Si è conclusa la vasta operazione straordinaria di controllo del territorio tra Ostia e Fiumicino. Il dispositivo, messo in atto dai Carabinieri del Comando Provinciale di Roma seguendo le linee strategiche indicate dal Prefetto di Roma, dott. Lamberto Giannini, e pienamente condivise nell’ambito del Comitato Provinciale per l’ordine e la sicurezza pubblica, e finalizzato alla prevenzione e al contrasto della microcriminalità diffusa e dello spaccio di stupefacenti, ha già portato all‘arresto di 8 persone (4 per detenzione ai fini di spaccio di sostanze stupefacenti e 4 in esecuzione di provvedimento emesso dall’A.G.) e alla denuncia di altre 15 (6 per possesso ingiustificato di armi od oggetti atti ad offendere ed arnesi atti allo scasso, 2 per ricettazione, 2 per guida senza patente e 5 per detenzione ai fini di spaccio di sostanze stupefacenti).

Il capillare dispositivo dei Carabinieri – con oltre 100 militari del Gruppo di Ostia impiegati sul campo, supportati da assetti specialistici dell’Arma tra cui le Aliquote di Primo Intervento (API), le Squadre Operative di Supporto (SOS), Nucleo Radiomobile di Roma, unità cinofile e un elicottero del Nucleo Carabinieri – ha permesso inoltre di rinvenire e sequestrare numerose dosi di droga tra cocaina, hashish, crack e marijuana.
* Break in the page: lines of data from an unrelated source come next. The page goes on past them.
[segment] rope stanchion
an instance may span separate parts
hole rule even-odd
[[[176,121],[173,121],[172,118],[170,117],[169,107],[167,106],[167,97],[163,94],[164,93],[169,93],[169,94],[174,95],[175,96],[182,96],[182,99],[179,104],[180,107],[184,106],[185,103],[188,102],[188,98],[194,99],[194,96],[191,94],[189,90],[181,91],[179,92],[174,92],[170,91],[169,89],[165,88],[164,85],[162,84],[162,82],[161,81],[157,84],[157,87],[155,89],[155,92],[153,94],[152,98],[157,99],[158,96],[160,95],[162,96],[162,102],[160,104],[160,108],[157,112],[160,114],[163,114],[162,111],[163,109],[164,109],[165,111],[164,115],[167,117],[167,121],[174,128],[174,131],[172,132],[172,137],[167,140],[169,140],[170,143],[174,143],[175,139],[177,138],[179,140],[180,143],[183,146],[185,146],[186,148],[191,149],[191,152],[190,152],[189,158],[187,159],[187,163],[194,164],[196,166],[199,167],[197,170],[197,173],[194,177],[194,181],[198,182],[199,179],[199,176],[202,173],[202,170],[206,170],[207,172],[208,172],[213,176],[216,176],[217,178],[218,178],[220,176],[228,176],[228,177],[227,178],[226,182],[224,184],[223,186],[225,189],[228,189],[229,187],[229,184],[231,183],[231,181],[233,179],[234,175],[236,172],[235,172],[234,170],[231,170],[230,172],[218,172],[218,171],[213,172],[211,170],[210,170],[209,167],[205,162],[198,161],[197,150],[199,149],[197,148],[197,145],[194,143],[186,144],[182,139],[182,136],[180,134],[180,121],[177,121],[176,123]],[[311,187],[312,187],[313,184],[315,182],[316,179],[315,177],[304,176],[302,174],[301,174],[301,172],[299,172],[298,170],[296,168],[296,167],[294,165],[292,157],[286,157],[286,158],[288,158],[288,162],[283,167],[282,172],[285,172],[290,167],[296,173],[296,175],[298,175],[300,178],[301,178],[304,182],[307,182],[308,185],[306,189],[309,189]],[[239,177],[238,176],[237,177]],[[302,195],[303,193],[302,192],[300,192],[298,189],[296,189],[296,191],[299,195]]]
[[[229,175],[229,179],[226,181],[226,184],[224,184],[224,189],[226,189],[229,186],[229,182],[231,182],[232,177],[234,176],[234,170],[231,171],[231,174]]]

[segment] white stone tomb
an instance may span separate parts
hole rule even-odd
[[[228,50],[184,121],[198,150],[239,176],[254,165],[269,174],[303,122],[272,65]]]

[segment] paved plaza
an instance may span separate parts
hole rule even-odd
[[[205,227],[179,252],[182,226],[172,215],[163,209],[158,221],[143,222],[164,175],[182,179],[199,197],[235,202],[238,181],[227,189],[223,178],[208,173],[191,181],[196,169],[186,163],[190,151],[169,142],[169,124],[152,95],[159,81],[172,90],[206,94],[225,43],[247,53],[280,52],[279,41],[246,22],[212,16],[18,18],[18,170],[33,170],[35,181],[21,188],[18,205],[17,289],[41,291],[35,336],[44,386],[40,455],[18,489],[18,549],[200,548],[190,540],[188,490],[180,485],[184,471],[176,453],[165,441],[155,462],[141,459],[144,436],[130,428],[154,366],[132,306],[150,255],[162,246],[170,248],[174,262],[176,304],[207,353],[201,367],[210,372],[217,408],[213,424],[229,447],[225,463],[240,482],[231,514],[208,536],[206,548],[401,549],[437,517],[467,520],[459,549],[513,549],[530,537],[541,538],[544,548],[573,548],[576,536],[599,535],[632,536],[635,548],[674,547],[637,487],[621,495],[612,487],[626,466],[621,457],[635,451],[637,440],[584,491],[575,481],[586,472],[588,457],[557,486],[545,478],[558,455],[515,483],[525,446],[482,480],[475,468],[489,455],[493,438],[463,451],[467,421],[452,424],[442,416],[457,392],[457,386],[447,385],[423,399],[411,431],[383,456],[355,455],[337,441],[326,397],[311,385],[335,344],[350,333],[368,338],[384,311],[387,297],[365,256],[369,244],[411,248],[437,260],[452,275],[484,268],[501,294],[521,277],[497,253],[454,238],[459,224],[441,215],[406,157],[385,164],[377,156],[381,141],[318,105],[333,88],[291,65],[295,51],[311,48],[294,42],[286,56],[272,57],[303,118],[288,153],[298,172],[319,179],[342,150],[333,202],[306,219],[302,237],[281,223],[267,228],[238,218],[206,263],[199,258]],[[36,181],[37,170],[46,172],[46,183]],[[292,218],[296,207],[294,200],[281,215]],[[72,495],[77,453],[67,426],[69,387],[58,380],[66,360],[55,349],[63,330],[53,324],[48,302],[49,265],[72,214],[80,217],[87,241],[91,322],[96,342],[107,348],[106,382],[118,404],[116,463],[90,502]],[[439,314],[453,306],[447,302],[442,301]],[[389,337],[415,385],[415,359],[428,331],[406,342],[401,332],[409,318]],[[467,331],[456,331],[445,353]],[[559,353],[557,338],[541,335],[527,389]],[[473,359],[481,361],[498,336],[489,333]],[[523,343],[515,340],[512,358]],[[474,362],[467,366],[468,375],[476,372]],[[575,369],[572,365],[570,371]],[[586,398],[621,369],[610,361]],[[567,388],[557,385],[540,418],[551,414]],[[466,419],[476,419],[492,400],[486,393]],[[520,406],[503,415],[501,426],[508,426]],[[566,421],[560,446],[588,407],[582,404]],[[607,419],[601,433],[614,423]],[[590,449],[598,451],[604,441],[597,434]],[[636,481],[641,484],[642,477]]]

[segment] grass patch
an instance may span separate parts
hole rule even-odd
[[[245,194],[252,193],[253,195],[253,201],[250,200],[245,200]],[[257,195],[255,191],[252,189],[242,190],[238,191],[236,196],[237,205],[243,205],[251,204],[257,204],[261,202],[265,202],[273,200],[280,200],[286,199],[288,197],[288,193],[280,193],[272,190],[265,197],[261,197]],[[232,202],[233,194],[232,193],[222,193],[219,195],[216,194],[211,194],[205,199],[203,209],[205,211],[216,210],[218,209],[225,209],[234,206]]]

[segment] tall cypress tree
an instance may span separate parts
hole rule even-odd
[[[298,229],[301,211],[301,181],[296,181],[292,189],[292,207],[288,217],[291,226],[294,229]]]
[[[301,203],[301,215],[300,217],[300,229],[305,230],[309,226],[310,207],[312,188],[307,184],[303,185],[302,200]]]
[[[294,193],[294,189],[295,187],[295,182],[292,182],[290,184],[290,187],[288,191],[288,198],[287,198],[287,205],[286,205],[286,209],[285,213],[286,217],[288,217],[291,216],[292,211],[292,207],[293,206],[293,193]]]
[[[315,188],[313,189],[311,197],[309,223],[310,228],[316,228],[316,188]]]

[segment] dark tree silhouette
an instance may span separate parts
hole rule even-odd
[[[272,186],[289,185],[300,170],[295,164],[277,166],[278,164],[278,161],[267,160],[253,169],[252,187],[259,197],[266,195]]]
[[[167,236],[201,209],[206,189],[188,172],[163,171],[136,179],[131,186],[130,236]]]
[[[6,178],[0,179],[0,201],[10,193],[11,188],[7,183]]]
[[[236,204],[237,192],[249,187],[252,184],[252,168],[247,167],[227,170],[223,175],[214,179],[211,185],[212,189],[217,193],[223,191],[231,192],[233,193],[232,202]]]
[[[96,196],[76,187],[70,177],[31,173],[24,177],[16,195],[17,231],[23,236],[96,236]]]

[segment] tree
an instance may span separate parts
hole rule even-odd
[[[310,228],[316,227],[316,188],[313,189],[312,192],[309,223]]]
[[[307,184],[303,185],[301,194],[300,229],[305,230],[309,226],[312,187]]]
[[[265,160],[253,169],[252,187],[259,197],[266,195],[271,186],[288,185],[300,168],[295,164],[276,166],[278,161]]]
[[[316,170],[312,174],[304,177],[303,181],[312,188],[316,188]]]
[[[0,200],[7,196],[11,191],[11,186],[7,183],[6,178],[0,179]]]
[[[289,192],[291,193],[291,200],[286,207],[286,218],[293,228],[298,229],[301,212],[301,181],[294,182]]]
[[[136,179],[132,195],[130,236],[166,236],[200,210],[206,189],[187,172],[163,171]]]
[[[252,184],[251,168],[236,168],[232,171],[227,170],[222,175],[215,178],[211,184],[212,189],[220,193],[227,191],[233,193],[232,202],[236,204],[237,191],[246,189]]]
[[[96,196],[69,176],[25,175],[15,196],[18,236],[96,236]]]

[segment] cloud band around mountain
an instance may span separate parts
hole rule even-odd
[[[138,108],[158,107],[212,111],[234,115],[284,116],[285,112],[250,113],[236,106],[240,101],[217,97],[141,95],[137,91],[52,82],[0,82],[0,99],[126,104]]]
Parte dello stupefacente, 246 g di marijuana, è stato rinvenuto occultato nei garage sotterranei in piazza Gasparri e sequestrato a carico di ignoti.
I Carabinieri hanno inoltre restituito un appartamento sito in piazza Gasparri al Comune di Roma illecitamente occupato per attività di spaccio.

Nell’ambito di specifici controlli, i Carabinieri hanno anche adottato un provvedimento di sospensione a carico di un’attività commerciale per gravi carenze igienico sanitarie nonché elevato sanzioni per 3.000 euro. Identificate, in totale, 321 persone e eseguite verifiche su 147 veicoli. Elevate contravvenzioni al Codice della Strada per un totale circa di 35.000 euro.
Si precisa che il procedimento si trova nella fase delle indagini preliminari e che, pertanto, l’indagata deve considerarsi innocente fino a eventuale sentenza definitiva.